F U
F U

Reputation: 91

Tables with less rows vs ONE table with MANY Rows

I am creating a test site for many user to take many quizes. I want to store these results into a table. Each user can take up 5000 quizzes. My question is...Would it be better to make a table for each user and store his results into his own table (QuizID, Score)...OR...Would it be better to store ALL the results into ONE table (UserID, QuizID, Score)?

Example 5000 questions PER table * 1000 User Tables VS 1 Table with 5,000,000 rows for the same 1000 Users.

Also, is there a limit to ROWs or TABLEs a DB can hold?

Upvotes: 1

Views: 820

Answers (2)

Gordon Linoff
Gordon Linoff

Reputation: 1269973

There is a limit to how much data a table can store. On modern operating systems, this is measured in Terabytes (see the documentation).
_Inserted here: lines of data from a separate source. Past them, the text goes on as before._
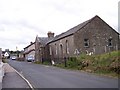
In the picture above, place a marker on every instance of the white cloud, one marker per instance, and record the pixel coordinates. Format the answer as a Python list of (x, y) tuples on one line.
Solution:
[(22, 20)]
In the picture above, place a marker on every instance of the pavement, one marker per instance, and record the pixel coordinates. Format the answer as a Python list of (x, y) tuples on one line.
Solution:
[(12, 79)]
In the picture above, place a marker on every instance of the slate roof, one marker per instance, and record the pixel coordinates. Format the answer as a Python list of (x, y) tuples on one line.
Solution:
[(44, 40), (71, 31)]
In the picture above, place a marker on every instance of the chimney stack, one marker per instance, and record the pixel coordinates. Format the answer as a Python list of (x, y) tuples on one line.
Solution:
[(50, 34)]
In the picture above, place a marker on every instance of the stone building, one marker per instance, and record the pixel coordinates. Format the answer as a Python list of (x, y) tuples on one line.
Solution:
[(42, 48), (93, 36), (29, 51)]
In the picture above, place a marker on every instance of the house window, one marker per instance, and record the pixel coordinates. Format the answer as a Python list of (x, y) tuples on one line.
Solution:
[(86, 42), (50, 50), (110, 42), (67, 47), (55, 48)]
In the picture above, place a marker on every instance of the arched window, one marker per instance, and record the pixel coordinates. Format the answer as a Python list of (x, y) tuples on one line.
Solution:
[(67, 47), (50, 50), (55, 49)]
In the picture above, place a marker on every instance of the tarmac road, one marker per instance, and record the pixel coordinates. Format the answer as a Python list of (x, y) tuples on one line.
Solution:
[(42, 76)]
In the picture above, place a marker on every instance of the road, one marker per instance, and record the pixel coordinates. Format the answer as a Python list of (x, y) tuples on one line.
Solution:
[(42, 76)]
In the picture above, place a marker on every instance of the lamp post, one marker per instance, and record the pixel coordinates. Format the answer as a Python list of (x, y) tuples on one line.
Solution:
[(0, 55)]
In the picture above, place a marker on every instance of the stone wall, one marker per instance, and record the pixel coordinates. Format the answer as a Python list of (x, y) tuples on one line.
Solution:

There are numerous reasons why you do not want to have multiple tables:

  • SQL databases are optimized for large tables, not for large numbers of tables. In fact, having large numbers of tables can introduce inefficiencies, because of partially filled data pages.
  • 5,000,000 rows is not very big. If it is, partitioning can be used to improve efficiency.
  • Certain types of queries are a nightmare, when you are dealing with hundreds or thousands of tables. A simple question such as "What is the average of number of quizzes per user?" becomes a large effort.
  • Adding a new user requires adding new tables, rather than just inserting rows in existing tables.
  • Maintaining the database -- such as adding a column or an index -- becomes an ordeal, rather than a simple statement.
  • You lose the ability to refer to each user/quiz combination for foreign key purposes. You may not be thinking about it now, but perhaps a user starts taking the same quiz multiple times.

There are certain specialized circumstances where dividing the data among multiple tables might be a reasonable alternative. One example are security requirements, where you just are not allowed to mix different user's data. Another example would be different replication requirements on different subsets of the data. Even in these cases, it is unlikely that you would have thousands of different tables with the same structure.

Upvotes: 5

Panther
Panther

Reputation: 3339

Ideally you should have this approach.

  1. Question Table with all the questions and primary key question Id.
  2. User table with user details.
  3. Table with 1 to many relationship having User id , quiz id and answer.

You are worrying about many rows in table but think there will be some user who will take only max 10-15 quiz. You will end up creating for 10 rows.